Eton, England is a small city of about 4,700 inhabitants in the county of Berkshire, England. Or as they call it, “Berks.”  As I’ve said, it’s home to Eton College, which adds another 1,200 boys to the population.

Eton is confusing to Americans.  It’s called a college but it’s what we would call a high school.  It’s an all-boys boarding school, which is an alien concept to 99% of us just as it probably is to the 99% of English people who can’t or won’t send their 13-year-old away.  It’s a public school, which we would call a private school.  It was founded in 1440 by King Henry VI, yet it is only the 18th oldest school in Britain.  The oldest seems to be Warwick, founded in 914.

I want to paint a picture of Eton for you without being creepy and violating Sam’s privacy.  These are some views of the High Street from my bedroom:

Sam’s place is like the three-story building on the left.  It’s above a tailor’s shop.  Lest you think I just gave away the location of the house because there is only one tailor shop in your city of half a million people, there are seven tailor shops in Eton and neighboring Windsor to care for the uniforms the students and masters (teachers) must wear:

It would have been nice to see more of these formally-dressed men and boys flocking through the streets, but the reason Sam was going to the States for the month was the summer holidays.  A few days after I arrived, they all disappeared and were replaced by Spanish and Chinese tour groups.

The house was three stories.  Entering from the street, you came into a hallway that led to the back garden and stairs to the first and second floors (or second and third, if you’re American).
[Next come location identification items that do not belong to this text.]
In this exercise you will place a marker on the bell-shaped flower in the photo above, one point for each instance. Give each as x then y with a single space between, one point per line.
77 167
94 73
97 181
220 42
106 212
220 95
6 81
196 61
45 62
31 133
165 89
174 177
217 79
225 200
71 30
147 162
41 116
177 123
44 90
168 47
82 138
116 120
There wasn’t really a back garden, just a passageway, but Sam’s wife had installed planters with geraniums to echo the window boxes which I watered every day.

There were 15 winding steps to the first storey.  Or story, as we would write it in the US.  Here there were two bedrooms, one of which was mine.  Mine!  A beautiful, spacious guest room in Eton for a month!

Fifteen more steps led to the top floor, with the master bedroom, bathroom, livingroom, and kitchen.  This was my favorite space.

I worked at the big farm table which looked out over the ball fields and the Eton science building, and I had easy access to keeping myself stoked with coffee and tea.  I felt like I was on the Great British Baking Show, except I had to write grant proposals instead of make French macaroons.

Rob’s wife has lovely taste.  She had rightly insisted on moving their refrigerator from London.  There was also a DeLonghi toaster.

I love the name SMEG.  In fact I couldn’t stop saying it in my head, so I would turn on the John Lewis radio to Radio 4, which is like NPR in the US only with more very long stories involving people whispering in meadows as they crept up on bees and recorded their buzzing.

The bathroom had several common British features that Americans find puzzling.  One: separate taps.

To wash your hands with warm water—not scalding hot or freezing cold—you have to put in the plug, mix water in the basin, then drain the sink and repeat this to rinse.

I would guess the house was Edwardian (1901-1910).  All the period features such as the fireplaces had been stripped out long ago.

Some of the windows were crooked—intentionally?

Nearby was the ubiquitous toilet brush which had to be employed on a regular basis because most British toilets … just don’t do the job the first time.

I’d encountered this shower set up before so I was prepared for it. A very high tub paired with a sheet of glass or Plexiglas that must weigh 100 pounds.  You instinctively want to grab it, but woe unto you if you do, because it swings back and forth.  Why?  I don’t know.  Then there is the shower plumbing, also a mystery.

To be fair, there are American things that make Brits wonder, such as cutting our food with the fork in our left hand, then switching to our right to actually eat.